The above chart captures the essence of what I've been talking about without the benefit of numbers. I don't know what took me so long to do the math. Anyway I'm going to excerpt a big chunk of text from the The Tax Foundation:
To put the Obama plan in context, it is important to understand how divided America's tax burden already is between a large group of Americans who pay little or nothing and a shrinking group of upper-income taxpayers who shoulder the lion's share of the burden. For example:
* In 1999, about 30 million tax filers had no income tax liability after taking advantage of their credits and deductions. By 2006, the number of non-payers had grown to nearly 44 million, one-third of all income tax filers.
* According to the Congressional Budget Office, in 2005, the top 20 percent of households paid 86.3 percent of income taxes while the bottom 80 percent paid a collective 13.7 percent of the income tax burden. The top 1 percent of households paid 38.8 percent of income taxes.

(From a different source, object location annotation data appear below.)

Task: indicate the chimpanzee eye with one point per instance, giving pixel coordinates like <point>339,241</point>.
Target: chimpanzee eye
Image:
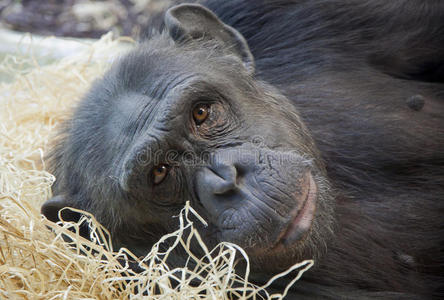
<point>200,113</point>
<point>159,173</point>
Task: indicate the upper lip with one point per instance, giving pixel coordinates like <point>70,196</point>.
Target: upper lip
<point>296,213</point>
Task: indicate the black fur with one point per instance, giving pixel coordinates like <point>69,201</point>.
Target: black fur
<point>367,78</point>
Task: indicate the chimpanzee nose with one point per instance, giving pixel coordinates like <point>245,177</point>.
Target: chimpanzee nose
<point>223,180</point>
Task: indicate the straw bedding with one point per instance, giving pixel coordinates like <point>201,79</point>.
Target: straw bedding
<point>39,263</point>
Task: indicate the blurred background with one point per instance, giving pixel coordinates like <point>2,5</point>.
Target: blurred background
<point>78,18</point>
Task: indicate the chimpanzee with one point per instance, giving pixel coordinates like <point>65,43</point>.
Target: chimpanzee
<point>298,129</point>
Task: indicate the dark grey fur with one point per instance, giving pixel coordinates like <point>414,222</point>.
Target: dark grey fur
<point>333,82</point>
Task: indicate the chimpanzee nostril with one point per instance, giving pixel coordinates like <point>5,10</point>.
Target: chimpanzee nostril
<point>227,180</point>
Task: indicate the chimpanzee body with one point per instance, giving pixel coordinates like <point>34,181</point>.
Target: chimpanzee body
<point>366,79</point>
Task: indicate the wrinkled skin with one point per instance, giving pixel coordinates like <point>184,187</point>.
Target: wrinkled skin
<point>286,148</point>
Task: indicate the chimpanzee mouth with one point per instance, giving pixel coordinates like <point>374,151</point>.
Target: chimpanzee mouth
<point>302,216</point>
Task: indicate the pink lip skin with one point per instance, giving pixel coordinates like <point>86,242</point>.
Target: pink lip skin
<point>303,217</point>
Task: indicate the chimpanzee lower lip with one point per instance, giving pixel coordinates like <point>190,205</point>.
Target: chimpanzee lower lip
<point>303,216</point>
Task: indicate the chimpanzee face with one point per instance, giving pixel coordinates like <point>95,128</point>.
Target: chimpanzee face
<point>183,118</point>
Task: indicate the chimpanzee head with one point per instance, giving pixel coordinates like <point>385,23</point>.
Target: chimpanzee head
<point>182,117</point>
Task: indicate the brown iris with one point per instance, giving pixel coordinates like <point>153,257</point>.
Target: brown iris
<point>200,113</point>
<point>160,173</point>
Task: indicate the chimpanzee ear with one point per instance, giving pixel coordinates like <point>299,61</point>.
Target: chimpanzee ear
<point>193,21</point>
<point>50,209</point>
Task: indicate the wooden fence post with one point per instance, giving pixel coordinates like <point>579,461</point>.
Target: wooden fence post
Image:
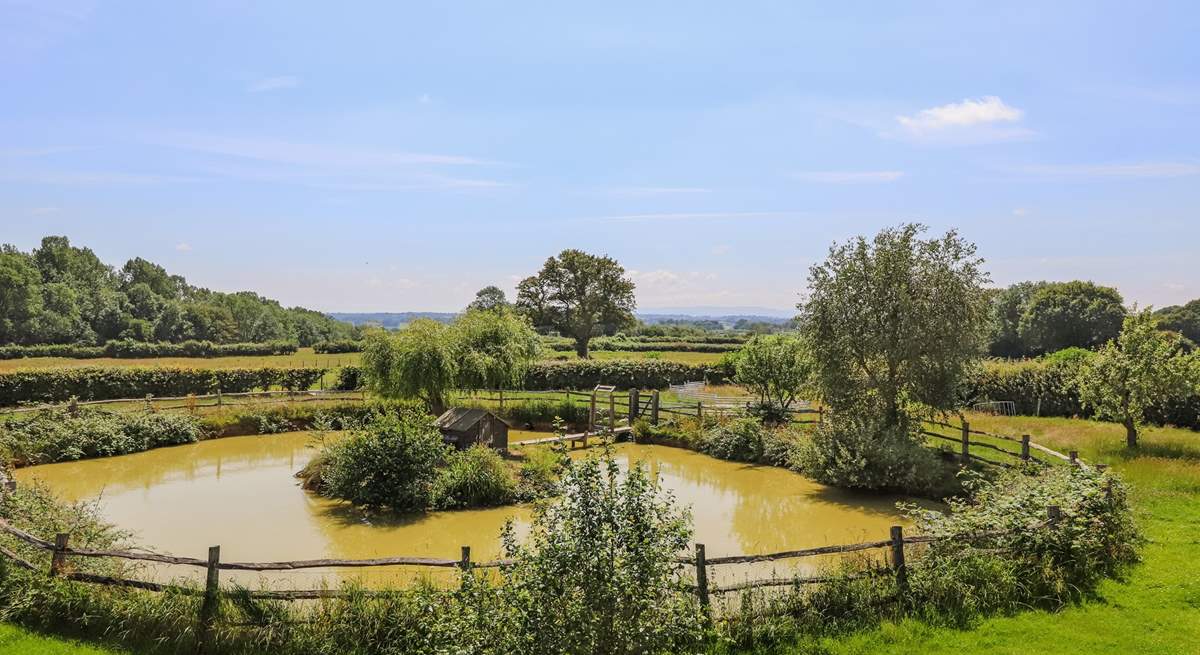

* Looking at all federal taxes, in 1990, the bottom 80 percent of households paid 42 percent of the tax burden while the top 1 percent of households paid about 16 percent. By 2005, the share of all federal taxes paid by the bottom 80 percent of households had fallen to 31 percent, while the share paid by the wealthiest households had risen to nearly 28 percent.
* A recent Tax Foundation study found that in 2004, the nation's tax and spending policies redistributed more than $1 trillion in income from the top 40 percent of American households to the bottom 60 percent of households.
Ouch. I've been looking for some facts to support rhetoric 'soak the rich', but it turns out to be worse than I thought. Not that I'm so rich that I'm going to get soaked, but this is just punitive.